𝓡𝓸𝔃𝓭𝔃𝓲𝓪𝓵 𝓓𝔀𝓾𝓭𝔃𝓲𝓮𝓼𝓽𝔂 𝓹𝓲𝓪𝓽𝔂

170 24 30
                                    

Nie mogę się doczekać, kiedy tylko opuszczę w tym tygodniu mury szkoły. Udało mi się poprawić wszystko, co w tym tygodniu było zaplanowane, więc jestem coraz bliżej poprawienia semestru. I nie chcę się chwalić, ale jestem z siebie dumny.

Mam jutro urodziny. I chciałabym chociaż w ten jeden dzień nie myśleć o nauce ale wiem, że to nie jest możliwe, więc pewnie będę musiał poczekać do weekendu, aż spotkałam się z Kai'em i całą resztą. A nawet jeśli nie, bo zamierzam robić to samo, co zawsze od miesiąca, czyli się uczyć, to przecież nic się nie stanie.

— O, Lloyd! — Razem z Harumi kierujemy się już w stronę wyjścia. Ba, trzymam już nawet drzwi, żeby blondynka mogła wyjść pierwsza, ale kiedy słyszę swoje imię, odwracam głowę w stronę korytarza. Harumi też się odwraca, wyraźnie zaskoczona. — Słuchaj, świetnie się składa, że tu czekasz...

— Zawołałeś mnie — zauważam spokojnie. Harumi spogląda na Scotta podejrzliwym wzrokiem.

— Idę do kawiarni — mówi spokojnie blondynka, na co kiwam głową. — Wpadnij potem do mnie, jak nie będziesz miał co robić.

— Czego chcesz? — pytam spokojnie, kiedy zauważam, że nastolatek wciąż przy mnie stoi, więc jestem pewien, że coś chce, ale w tej chwili jest zbyt zajęty odprowadzam Harumi wzrokiem z głupim uśmiechem na twarzy.

— Popilnujesz mojej siostry? — pyta, ale mam wrażenie, że to bardziej stwierdzenie.

— Z racji? — Wychodzę ze szkoły, a Scott zaraz za mną.

— Wypadło mi się ważnego — tłumaczy spokojnie. — No weź, Scott mnie zabije, jak się dowie.

— To twoja siostra — prycham. — Więc ty się nią zajmij. Ja mam już plany na dzisiaj.

Co prawda wszystko wydaje się lepsze niż nauka, ale muszę się uczyć, jeśli chcę jutro poprawiać kolejną ocenę. Naprawdę chcę poprawić cały semestr i ostatecznie skończyć liceum. A co będzie potem, jest dla mnie całkowicie nieznane, ale nie chce się nad tym dzisiaj zastanawiać.

— No weź... — Telepie delikatnie moim ciałem. — Przecież nie mogę jej ze sobą zabrać.

— Przecież to nie mój problem — prycham. — Jak nie chcesz jej pilnować, to zatrudnij opiekunkę na jedno popołudnie.

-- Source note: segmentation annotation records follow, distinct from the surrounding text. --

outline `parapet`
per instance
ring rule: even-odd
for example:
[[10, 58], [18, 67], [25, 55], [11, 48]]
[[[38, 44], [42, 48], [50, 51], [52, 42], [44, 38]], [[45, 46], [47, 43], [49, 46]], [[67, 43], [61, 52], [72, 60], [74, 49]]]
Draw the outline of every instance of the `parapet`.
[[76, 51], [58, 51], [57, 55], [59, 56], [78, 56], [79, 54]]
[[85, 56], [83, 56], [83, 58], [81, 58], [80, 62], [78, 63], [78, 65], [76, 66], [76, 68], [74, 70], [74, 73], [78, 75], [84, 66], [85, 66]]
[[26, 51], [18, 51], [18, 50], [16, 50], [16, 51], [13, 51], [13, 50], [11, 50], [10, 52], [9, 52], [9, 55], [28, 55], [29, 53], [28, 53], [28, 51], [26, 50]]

Czuję, jak do mojego nosa dochodzi nieprzyjemny zapach papierosów, wymieszany z alkoholem.

— Dobra, ile chcesz? — pyta. Odwracam do niego głowę z miną mówiącą, że nie ma opcji, na co ten wzdycha głośno.

— Dlaczego akurat ja, co? — rzucam oschle.

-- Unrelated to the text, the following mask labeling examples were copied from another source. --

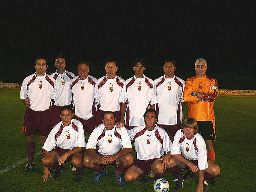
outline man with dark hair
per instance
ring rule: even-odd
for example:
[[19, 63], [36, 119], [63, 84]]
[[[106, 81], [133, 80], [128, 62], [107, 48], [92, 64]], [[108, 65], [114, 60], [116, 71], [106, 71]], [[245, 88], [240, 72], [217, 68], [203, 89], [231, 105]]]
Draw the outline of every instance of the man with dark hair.
[[119, 99], [121, 102], [121, 121], [118, 123], [118, 126], [125, 124], [126, 129], [131, 129], [142, 125], [144, 112], [149, 106], [155, 109], [154, 104], [157, 103], [156, 90], [153, 80], [143, 75], [145, 67], [143, 59], [137, 58], [132, 63], [135, 74], [124, 82]]
[[96, 127], [90, 136], [86, 145], [86, 154], [84, 165], [97, 172], [93, 181], [98, 183], [107, 173], [105, 166], [111, 164], [117, 167], [114, 176], [119, 185], [124, 186], [123, 173], [132, 164], [132, 144], [126, 129], [115, 125], [114, 112], [104, 112], [104, 124]]
[[72, 104], [71, 81], [76, 76], [65, 70], [66, 58], [63, 55], [58, 55], [55, 58], [54, 66], [56, 72], [51, 75], [56, 81], [55, 98], [52, 101], [52, 126], [54, 127], [61, 121], [60, 109], [62, 106]]
[[95, 85], [95, 98], [97, 110], [95, 126], [102, 123], [101, 116], [105, 111], [111, 111], [115, 114], [117, 122], [121, 120], [120, 102], [119, 101], [124, 80], [116, 76], [118, 69], [117, 62], [108, 59], [105, 64], [106, 74], [98, 80]]
[[[24, 116], [22, 133], [27, 136], [27, 154], [28, 164], [24, 172], [29, 172], [34, 167], [37, 133], [40, 142], [44, 144], [51, 127], [50, 100], [55, 98], [55, 80], [46, 73], [47, 69], [46, 59], [36, 58], [36, 72], [26, 77], [20, 89], [20, 99], [26, 106]], [[43, 155], [44, 151], [43, 151]]]
[[166, 131], [172, 142], [182, 121], [185, 81], [174, 75], [174, 60], [165, 60], [163, 69], [164, 76], [154, 81], [158, 102], [156, 110], [159, 114], [158, 125]]
[[[205, 59], [200, 58], [195, 63], [196, 76], [188, 79], [183, 94], [184, 100], [188, 102], [188, 117], [196, 120], [199, 127], [198, 133], [205, 141], [207, 157], [213, 162], [215, 153], [213, 141], [216, 141], [215, 117], [213, 106], [218, 95], [217, 80], [206, 74], [207, 64]], [[187, 174], [189, 176], [189, 174]], [[210, 183], [215, 184], [216, 180]]]
[[55, 169], [54, 178], [59, 179], [64, 163], [70, 161], [76, 169], [74, 181], [79, 182], [82, 180], [86, 146], [83, 125], [78, 120], [72, 119], [74, 111], [71, 106], [62, 107], [60, 113], [62, 121], [52, 128], [43, 146], [46, 151], [42, 161], [44, 166], [43, 182], [47, 182], [49, 175], [52, 177], [52, 168]]
[[181, 128], [174, 137], [167, 170], [178, 178], [176, 190], [183, 188], [185, 179], [179, 169], [188, 168], [194, 173], [198, 172], [198, 185], [196, 191], [206, 192], [207, 186], [204, 182], [218, 176], [220, 168], [207, 159], [205, 143], [197, 132], [198, 128], [196, 120], [187, 118], [182, 123]]
[[136, 159], [125, 173], [127, 181], [143, 178], [150, 170], [155, 173], [155, 179], [163, 177], [170, 156], [172, 142], [167, 133], [156, 124], [157, 113], [149, 109], [143, 116], [146, 125], [128, 131], [132, 142], [134, 143]]
[[95, 84], [97, 79], [88, 75], [88, 62], [79, 62], [77, 70], [78, 76], [73, 79], [71, 83], [75, 109], [74, 118], [80, 121], [84, 131], [90, 134], [94, 128], [94, 116], [96, 112]]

— Bo jesteś jedyną osobą, którą znam, z którą tej małej gówniarze nic by się nie stało — prycha.

— Nie nazywaj jej tak — prycham. — Nie mam czasu, żeby z nią siedzieć. Cześć.

Odchodzę, nie czekając w ogóle na odpowiedz chłopaka i wracam do domu. Przez chwilę kusi mnie, by odwrócić się, by sprawdzić, czy na mnie patrzy, czy obraził się na mnie i poszedł w drugą stronę, ale ostatecznie tego nie robię. Wracam do domu, udaje mi się spotkać wujka Wu, który siedzi na kanapie w dresowych spodniach i luźnej koszulce i gra na konsoli. Nie przypominam sobie, kiedy widziałem, żeby grał w gry, zresztą, nie pamiętam, kiedy ja też ostatnim razem grałem.

— Jak ci idzie? — pytam spokojnie, siadając obok.

— Chyba wyszedłem z wprawy — uśmiecha się delikatnie. Śnieżnobiała kotka wskakuje w tym samym czasie na kanapę i przechadza się w poszukiwaniu idealnego miejsca na drzemkę. — Jak w szkole?